Der Obersiggenthaler Gesamtgemeinderat wendet sich nun in einem Brief an den Regierungsrat. Er stellt drei Forderungen: Erstens seien die von der Nationalbank an den Kanton Aargau ausgeschütteten zusätzlichen Beiträge anteilmässig auf die Gemeinden zu verteilen. Zweitens seien die von der Kantonalbank ausgeschütteten Beiträge zur Hälfte ebenfalls anteilmässig an die Gemeinden zu verteilen. Und drittens: Sollten dazu die gesetzlichen Grundlagen fehlen, seien diese zeitnah zu schaffen.
Bettina Lutz, Frau Gemeindeammann von Obersiggenthal, sagt:
«Uns ist klar, dass die finanzielle Situation auch für den Kanton nicht einfach ist, insbesondere wegen Corona.»
Aber Fakt sei: Der Anteil der gebundenen Ausgaben am Gesamtbudget steigt stetig. Das führt unweigerlich zu Steuerfusserhöhungen, welche die Einwohnerinnen und Einwohner aber nicht immer zu akzeptieren bereit sind. Dadurch werden der finanzielle Spielraum der Gemeinden und deren Gestaltungsmöglichkeiten laufend eingeschränkt.» Und sie sehe mit Sorge, dass die Arbeitslosenzahlen steigen. «Wie sich die Steuereinnahmen entwickeln, ist schwierig abzuschätzen, wir gehen aber in den nächsten zwei Jahren sicher nicht von höheren Erträgen aus.

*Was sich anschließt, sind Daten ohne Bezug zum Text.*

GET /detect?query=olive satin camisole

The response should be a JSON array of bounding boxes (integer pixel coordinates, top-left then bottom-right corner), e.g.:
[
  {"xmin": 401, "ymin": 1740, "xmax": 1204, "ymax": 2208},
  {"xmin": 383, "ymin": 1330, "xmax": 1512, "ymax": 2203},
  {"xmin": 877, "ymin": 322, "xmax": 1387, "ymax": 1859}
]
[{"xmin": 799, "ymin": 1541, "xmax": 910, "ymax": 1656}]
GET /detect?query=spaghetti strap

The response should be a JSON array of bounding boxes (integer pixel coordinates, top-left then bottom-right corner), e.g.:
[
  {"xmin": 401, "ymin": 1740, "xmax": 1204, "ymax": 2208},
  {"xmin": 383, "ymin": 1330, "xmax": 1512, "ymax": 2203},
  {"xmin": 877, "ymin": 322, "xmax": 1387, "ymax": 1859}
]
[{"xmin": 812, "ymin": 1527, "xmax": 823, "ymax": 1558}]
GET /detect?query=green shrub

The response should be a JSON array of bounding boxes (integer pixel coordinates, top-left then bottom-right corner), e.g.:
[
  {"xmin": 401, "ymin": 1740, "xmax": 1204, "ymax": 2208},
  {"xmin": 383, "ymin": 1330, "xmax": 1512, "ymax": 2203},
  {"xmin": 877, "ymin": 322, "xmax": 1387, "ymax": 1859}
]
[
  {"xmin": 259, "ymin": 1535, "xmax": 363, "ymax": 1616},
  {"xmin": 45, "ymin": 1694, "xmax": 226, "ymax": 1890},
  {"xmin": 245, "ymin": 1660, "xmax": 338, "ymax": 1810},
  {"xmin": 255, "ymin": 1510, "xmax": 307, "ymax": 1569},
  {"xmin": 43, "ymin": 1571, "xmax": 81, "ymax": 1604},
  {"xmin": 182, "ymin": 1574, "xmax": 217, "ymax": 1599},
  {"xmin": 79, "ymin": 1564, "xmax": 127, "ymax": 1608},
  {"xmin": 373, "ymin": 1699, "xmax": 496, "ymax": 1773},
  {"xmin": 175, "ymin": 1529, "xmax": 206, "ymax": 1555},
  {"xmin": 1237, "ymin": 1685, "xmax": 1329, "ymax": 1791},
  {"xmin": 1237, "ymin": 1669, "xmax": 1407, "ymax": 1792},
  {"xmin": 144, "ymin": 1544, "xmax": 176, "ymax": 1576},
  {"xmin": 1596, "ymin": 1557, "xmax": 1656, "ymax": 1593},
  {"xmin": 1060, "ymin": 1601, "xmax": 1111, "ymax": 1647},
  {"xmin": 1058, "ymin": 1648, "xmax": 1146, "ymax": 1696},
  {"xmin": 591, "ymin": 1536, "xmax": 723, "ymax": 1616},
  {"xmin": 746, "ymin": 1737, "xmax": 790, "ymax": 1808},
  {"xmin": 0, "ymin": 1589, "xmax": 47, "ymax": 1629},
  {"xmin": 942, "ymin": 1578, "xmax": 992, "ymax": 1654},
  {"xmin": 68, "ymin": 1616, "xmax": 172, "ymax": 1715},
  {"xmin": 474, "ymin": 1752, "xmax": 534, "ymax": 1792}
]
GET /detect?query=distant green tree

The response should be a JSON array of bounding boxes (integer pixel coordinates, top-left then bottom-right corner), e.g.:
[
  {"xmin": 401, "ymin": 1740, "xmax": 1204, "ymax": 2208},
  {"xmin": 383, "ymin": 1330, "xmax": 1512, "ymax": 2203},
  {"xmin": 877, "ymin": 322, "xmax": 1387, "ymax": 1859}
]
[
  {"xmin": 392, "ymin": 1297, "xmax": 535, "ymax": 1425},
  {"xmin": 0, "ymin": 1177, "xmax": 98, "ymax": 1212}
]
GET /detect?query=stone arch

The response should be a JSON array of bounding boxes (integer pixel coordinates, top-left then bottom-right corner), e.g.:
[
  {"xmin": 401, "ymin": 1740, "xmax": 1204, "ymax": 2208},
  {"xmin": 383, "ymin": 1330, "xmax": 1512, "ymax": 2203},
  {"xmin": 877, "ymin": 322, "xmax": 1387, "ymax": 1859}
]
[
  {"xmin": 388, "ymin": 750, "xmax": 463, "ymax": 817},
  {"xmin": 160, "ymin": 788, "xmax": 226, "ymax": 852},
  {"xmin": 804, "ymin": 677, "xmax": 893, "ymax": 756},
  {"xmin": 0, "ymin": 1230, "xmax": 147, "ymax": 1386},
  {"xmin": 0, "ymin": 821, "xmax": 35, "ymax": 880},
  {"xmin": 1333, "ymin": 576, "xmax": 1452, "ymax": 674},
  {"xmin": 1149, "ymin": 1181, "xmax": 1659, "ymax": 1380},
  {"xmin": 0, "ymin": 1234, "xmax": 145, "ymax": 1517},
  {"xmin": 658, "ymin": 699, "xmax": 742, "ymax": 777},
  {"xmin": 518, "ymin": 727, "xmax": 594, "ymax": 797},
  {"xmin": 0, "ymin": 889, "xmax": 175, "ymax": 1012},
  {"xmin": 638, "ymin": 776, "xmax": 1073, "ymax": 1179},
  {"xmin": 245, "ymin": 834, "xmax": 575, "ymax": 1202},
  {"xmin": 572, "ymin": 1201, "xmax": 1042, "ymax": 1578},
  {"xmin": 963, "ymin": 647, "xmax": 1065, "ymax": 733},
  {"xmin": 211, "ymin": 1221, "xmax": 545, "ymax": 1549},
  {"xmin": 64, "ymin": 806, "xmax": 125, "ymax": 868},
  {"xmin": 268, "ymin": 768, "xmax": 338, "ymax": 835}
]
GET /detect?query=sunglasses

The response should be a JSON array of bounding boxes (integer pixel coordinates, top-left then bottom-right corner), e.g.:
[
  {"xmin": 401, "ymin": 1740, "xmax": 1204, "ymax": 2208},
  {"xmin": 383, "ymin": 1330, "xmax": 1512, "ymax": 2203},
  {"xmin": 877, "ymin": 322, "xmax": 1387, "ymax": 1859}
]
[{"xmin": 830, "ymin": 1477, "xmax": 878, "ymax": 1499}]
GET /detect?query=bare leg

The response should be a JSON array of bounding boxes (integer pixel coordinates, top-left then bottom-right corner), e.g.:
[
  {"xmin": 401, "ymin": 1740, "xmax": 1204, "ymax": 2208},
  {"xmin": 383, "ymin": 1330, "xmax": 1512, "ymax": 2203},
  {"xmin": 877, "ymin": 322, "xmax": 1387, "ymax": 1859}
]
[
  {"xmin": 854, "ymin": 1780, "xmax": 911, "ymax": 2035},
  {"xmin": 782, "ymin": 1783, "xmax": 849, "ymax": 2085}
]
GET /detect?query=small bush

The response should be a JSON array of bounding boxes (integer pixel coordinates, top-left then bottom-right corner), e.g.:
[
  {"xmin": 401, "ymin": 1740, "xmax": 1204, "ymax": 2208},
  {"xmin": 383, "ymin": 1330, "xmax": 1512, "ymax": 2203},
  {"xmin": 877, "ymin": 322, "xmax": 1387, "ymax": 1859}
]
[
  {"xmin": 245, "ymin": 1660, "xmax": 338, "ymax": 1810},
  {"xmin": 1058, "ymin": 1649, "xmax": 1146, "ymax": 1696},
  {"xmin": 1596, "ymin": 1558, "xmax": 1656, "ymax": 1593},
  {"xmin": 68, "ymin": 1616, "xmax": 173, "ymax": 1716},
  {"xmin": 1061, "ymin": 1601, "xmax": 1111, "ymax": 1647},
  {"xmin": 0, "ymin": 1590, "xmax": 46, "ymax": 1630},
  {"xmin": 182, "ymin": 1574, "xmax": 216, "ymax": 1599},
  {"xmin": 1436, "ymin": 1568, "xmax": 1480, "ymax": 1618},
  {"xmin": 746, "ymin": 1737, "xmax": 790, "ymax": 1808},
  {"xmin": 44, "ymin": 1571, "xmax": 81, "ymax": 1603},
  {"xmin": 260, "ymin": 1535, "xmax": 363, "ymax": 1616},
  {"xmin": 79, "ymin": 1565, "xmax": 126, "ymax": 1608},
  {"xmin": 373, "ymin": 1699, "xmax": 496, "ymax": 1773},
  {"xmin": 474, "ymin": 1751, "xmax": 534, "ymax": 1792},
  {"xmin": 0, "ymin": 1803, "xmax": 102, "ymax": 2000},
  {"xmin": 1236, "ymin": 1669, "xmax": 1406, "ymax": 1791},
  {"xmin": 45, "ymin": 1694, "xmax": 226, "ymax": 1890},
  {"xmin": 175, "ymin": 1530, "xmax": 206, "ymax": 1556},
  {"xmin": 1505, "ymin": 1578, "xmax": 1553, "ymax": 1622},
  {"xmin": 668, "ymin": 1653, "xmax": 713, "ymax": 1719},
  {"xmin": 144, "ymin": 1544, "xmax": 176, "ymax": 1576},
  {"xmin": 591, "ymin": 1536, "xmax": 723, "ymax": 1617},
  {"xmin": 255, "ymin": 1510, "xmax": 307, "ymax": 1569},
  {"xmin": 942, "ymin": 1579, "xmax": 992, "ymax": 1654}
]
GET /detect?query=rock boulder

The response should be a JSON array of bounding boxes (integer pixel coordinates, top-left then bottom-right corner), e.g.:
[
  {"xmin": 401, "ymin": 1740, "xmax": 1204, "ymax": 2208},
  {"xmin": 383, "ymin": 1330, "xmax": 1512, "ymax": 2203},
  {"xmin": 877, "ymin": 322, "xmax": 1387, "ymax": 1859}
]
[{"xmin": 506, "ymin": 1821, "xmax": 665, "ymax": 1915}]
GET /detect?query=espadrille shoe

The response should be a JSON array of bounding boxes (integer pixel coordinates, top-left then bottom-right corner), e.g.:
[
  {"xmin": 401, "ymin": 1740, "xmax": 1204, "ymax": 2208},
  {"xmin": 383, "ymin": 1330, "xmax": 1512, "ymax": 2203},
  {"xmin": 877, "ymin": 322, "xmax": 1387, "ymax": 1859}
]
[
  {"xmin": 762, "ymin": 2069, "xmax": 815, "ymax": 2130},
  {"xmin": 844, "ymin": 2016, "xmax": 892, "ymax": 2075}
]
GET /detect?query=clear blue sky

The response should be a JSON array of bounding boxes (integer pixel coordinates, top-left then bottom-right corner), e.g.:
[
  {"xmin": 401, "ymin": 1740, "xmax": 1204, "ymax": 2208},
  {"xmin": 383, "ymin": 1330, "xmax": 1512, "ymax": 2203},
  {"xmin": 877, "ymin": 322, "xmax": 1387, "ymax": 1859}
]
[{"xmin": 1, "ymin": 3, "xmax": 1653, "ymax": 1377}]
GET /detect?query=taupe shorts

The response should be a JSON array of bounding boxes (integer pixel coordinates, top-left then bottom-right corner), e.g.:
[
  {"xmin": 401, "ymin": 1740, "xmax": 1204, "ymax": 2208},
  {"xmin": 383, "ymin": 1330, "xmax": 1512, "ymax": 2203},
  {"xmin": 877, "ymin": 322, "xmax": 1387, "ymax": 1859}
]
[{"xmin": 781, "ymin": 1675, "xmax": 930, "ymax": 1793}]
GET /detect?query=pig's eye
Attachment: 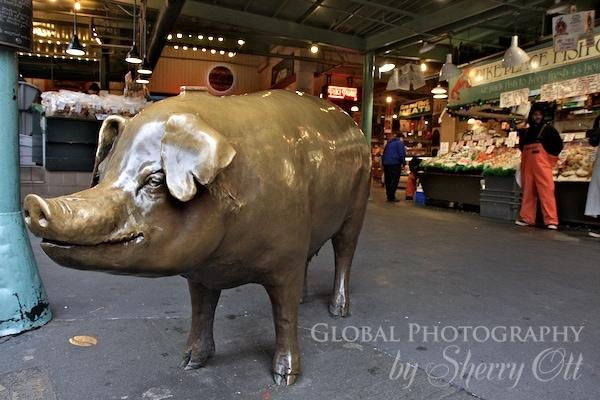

Wir müssen uns wappnen.»
Dass auch Gemeinden von Gewinnen der Kantonalbank profitieren, sei andernorts längst Tatsache, heisst es im Brief weiter. So schütte beispielsweise die Zürcher Kantonalbank einen Teil ihres Gewinns an den Kanton und die Gemeinden aus, welchen diese zur Finanzierung des öffentlichen Haushalts verwenden. «Die Kantonalbank gehört allen Bewohnerinnen und Bewohnern im Kanton Aargau. Deshalb sollten die Gemeinden an den entsprechenden Abgaben ebenfalls beteiligt werden.»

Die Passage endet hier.